Avec son lot de morts, de déplacés, de réfugiés, de personnes laissées sans-abri, d’infrastructures détruites, de zones laissées inhabitables et des coûts de reconstruction exorbitants. Selon les chiffres des Nations unies rapportés par Le Monde, rien que la mousson qui a frappé l’Asie fin août (et alors que le monde avait les yeux rivés sur le Texas) aurait affecté 41 millions de personnes, tué près de 1 400, laissé plusieurs centaines de milliers de sans-abri et placé un tiers du Bangladesh sous l’eau.

En seulement quelques semaines, les éléments se déchaînent comme jamais, n’épargnant aucun continent, dans un pied de nez magistral à l’humanité : le dérèglement climatique affectera l’homme de manière exponentielle si celui-ci est incapable de le réguler.

Des explications scientifiques

Si la violence du dérèglement climatique ressemble à la morale d’un conte dans lequel l’homme serait puni pour son inaction, les explications à la multiplication de ces catastrophes naturelles sont bien entendues scientifiques et imputables au réchauffement inexorable de la planète accéléré par l’action de l’homme : "C’est ce qui se passe quand vous ajoutez de la chaleur à un système : il vous la rend sous forme d’inondations, de vent et de feu", résume Bill McKibben, le fondateur du mouvement de lutte contre le changement climatique 350.org au site Le Monde.

De quoi laisser apercevoir de quoi sera fait l’avenir si nous n’agissons pas maintenant pour réguler le climat, réduire nos émissions de gaz à effet de serre, mettre fin à notre dépendance aux énergies fossiles, arrêter de surexploiter les sols et les ressources… Bref en n’infléchissant pas sérieusement nos modes de vie et de consommation, pour nous diriger vers de nouveaux modèles plus raisonnés.

"Après les 10 000 ans qu’a duré l’holocène, nous sommes désormais sur une planète différente.

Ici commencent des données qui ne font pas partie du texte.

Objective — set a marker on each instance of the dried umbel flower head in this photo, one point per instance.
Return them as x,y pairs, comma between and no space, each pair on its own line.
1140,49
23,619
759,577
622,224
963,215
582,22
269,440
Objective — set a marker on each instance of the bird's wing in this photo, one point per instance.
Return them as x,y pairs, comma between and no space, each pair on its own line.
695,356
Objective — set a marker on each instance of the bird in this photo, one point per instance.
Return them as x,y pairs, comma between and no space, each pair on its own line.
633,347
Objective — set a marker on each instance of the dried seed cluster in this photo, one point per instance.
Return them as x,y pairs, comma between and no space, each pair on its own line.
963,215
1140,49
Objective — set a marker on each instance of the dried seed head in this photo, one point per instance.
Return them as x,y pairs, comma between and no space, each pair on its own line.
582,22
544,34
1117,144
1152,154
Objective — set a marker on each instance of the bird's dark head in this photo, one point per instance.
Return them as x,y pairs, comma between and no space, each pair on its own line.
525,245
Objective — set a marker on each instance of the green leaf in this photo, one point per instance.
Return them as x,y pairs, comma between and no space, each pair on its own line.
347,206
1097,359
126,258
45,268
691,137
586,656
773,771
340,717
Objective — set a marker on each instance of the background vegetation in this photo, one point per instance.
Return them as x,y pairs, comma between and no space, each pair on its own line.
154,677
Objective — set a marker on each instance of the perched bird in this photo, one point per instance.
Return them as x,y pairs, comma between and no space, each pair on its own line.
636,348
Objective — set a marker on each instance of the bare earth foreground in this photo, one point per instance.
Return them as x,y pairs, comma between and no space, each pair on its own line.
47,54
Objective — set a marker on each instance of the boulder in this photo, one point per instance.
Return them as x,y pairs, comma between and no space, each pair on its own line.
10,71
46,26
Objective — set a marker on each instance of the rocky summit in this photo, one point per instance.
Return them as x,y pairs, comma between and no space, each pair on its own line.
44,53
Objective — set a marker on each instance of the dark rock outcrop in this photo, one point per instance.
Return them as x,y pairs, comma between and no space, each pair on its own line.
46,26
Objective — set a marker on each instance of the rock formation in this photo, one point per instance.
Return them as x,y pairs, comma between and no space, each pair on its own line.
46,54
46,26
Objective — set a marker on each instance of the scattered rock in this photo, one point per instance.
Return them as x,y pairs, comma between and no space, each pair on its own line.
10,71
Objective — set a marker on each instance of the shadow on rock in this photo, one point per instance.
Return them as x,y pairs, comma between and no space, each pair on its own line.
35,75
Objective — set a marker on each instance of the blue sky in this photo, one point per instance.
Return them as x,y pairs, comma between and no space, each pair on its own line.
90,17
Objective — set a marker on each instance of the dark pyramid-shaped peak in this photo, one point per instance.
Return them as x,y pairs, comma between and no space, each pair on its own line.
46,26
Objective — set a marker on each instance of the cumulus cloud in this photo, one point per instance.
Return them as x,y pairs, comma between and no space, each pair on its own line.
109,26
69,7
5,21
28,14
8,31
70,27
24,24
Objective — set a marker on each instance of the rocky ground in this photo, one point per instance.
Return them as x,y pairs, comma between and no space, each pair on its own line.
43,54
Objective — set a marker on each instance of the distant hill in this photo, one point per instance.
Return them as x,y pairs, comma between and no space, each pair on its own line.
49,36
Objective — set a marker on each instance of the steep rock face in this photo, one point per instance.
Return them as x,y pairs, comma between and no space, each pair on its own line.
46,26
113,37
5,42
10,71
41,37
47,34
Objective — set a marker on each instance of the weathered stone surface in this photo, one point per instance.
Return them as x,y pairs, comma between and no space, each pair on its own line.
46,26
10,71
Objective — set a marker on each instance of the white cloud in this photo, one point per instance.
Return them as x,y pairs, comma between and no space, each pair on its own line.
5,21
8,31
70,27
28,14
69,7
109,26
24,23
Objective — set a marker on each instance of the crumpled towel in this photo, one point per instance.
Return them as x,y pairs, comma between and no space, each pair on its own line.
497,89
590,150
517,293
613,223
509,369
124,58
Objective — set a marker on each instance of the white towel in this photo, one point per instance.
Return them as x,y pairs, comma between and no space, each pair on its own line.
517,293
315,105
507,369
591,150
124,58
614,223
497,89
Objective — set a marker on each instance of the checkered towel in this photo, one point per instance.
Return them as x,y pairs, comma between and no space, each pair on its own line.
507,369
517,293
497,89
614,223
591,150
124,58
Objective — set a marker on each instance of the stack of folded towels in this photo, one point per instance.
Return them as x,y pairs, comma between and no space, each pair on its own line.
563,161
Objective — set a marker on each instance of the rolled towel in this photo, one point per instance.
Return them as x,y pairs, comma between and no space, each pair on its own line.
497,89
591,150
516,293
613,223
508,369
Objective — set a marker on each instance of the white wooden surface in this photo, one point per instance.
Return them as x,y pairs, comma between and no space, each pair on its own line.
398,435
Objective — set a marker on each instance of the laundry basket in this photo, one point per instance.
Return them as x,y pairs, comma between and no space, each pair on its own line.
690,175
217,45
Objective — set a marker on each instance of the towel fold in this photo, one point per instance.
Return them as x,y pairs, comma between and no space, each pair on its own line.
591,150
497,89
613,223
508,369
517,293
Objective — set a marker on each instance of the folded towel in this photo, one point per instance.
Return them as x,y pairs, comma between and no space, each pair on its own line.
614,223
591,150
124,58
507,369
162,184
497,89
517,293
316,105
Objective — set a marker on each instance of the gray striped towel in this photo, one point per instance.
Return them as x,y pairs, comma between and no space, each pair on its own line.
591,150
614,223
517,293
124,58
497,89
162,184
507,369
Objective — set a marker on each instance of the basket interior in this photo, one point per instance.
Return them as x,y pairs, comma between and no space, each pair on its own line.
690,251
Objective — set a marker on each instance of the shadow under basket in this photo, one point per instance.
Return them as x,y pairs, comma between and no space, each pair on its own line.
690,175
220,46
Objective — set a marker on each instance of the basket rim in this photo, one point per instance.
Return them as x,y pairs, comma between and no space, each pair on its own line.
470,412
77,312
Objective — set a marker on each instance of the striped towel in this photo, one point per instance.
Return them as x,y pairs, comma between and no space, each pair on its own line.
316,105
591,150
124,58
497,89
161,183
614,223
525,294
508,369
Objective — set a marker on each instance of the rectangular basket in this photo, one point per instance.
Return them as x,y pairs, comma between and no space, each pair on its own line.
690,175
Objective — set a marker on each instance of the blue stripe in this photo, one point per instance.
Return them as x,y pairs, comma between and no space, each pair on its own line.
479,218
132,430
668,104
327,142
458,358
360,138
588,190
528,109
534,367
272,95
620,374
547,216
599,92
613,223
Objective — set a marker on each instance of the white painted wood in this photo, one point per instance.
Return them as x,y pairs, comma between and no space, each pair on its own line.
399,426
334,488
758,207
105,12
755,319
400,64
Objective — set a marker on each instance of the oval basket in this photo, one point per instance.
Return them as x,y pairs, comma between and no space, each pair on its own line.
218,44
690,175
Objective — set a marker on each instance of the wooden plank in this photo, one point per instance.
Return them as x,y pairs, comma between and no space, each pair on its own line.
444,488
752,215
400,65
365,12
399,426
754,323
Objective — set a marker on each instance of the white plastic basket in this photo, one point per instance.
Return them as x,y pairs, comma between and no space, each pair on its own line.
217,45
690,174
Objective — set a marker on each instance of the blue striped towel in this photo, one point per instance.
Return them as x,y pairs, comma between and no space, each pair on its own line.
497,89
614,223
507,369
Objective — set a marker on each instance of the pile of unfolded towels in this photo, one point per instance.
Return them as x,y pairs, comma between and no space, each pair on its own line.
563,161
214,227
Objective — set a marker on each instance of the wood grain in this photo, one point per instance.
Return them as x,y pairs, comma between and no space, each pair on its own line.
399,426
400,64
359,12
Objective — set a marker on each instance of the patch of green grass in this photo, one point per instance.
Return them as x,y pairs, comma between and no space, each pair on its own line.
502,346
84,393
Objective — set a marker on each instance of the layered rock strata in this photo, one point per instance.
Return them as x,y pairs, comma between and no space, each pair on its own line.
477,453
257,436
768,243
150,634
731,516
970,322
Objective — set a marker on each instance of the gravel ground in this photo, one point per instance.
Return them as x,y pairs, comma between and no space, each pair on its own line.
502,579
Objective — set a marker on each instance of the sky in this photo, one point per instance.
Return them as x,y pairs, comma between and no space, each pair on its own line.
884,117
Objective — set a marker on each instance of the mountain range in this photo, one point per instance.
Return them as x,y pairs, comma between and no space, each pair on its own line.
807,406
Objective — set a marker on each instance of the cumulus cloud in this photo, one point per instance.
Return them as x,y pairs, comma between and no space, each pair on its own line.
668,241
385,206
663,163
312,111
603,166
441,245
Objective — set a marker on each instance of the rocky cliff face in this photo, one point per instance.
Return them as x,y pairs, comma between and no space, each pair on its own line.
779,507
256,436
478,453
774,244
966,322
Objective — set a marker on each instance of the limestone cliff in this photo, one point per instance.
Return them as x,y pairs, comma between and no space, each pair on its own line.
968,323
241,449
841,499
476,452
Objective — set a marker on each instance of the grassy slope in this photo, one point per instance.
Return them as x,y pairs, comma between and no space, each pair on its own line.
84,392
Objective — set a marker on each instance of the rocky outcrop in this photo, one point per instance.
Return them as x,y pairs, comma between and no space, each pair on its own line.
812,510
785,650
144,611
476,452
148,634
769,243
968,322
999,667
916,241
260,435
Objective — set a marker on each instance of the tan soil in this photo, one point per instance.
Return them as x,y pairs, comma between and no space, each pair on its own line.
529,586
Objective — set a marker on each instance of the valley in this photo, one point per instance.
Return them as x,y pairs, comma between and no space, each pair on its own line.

Et la première leçon à tirer de tout cela est de ne pas aller plus loin dans la même direction", poursuit le scientifique. Dans une interview au Figaro, le climatologue français Jean Jouzel tient le même discours en rappelant que : "chaque degré supplémentaire dans les océans donne plus d’énergie aux cyclones". Discours qui rejoint la théorie selon laquelle l’action de l’homme aurait fait entrer la Terre dans une nouvelle ère géologique, l’Anthropocène, en devenant une force telle qu’il modifie la planète.

Les hommes perdants et inégaux face au déchaînement du climat

Ainsi, ce que nous infligeons à la Terre, celle-ci nous le rend tôt ou tard de plein fouet. Et l’homme est et sera systématiquement perdant. Dans sa campagne de 2014 intitulée "Nature Is Speaking", l’ONG de préservation de l’environnement Conservation International diffusait plusieurs clips avec en voix off de célèbres personnalités américaines. Celles-ci, personnifiant la nature, s’adressaient alors à l’homme, avant de conclure : "La nature n' pas besoin des hommes mais les hommes ont besoin de la nature".

Une campagne pour rappeler que nos actions déterminent notre destin et que la Terre, vieille de 4,5 milliards d’années, est prête pour le changement. Un changement auquel nous ne sommes en revanche pas tous préparés. Car il semble bon de souligner que les hommes sont inégaux entre eux face aux catastrophes qu’ils engendrent.

Les premières victimes étant les personnes les plus vulnérables : les pauvres, certains habitants des zones rurales, les femmes… Comme en temps de guerre, les plus riches trouveront toujours un moyen de fuir et de s’en sortir, laissant les plus précaires face à leur destin. Certains l’ignorent encore mais les réfugiés climatiques sont trois fois plus nombreux que les réfugiés de guerre à l’échelle mondiale. Ainsi, ceux qui peuvent actuellement se payer le luxe de fermer les yeux seront bientôt contraints de les ouvrir : un jour ou l’autre, nous seront tous perdants.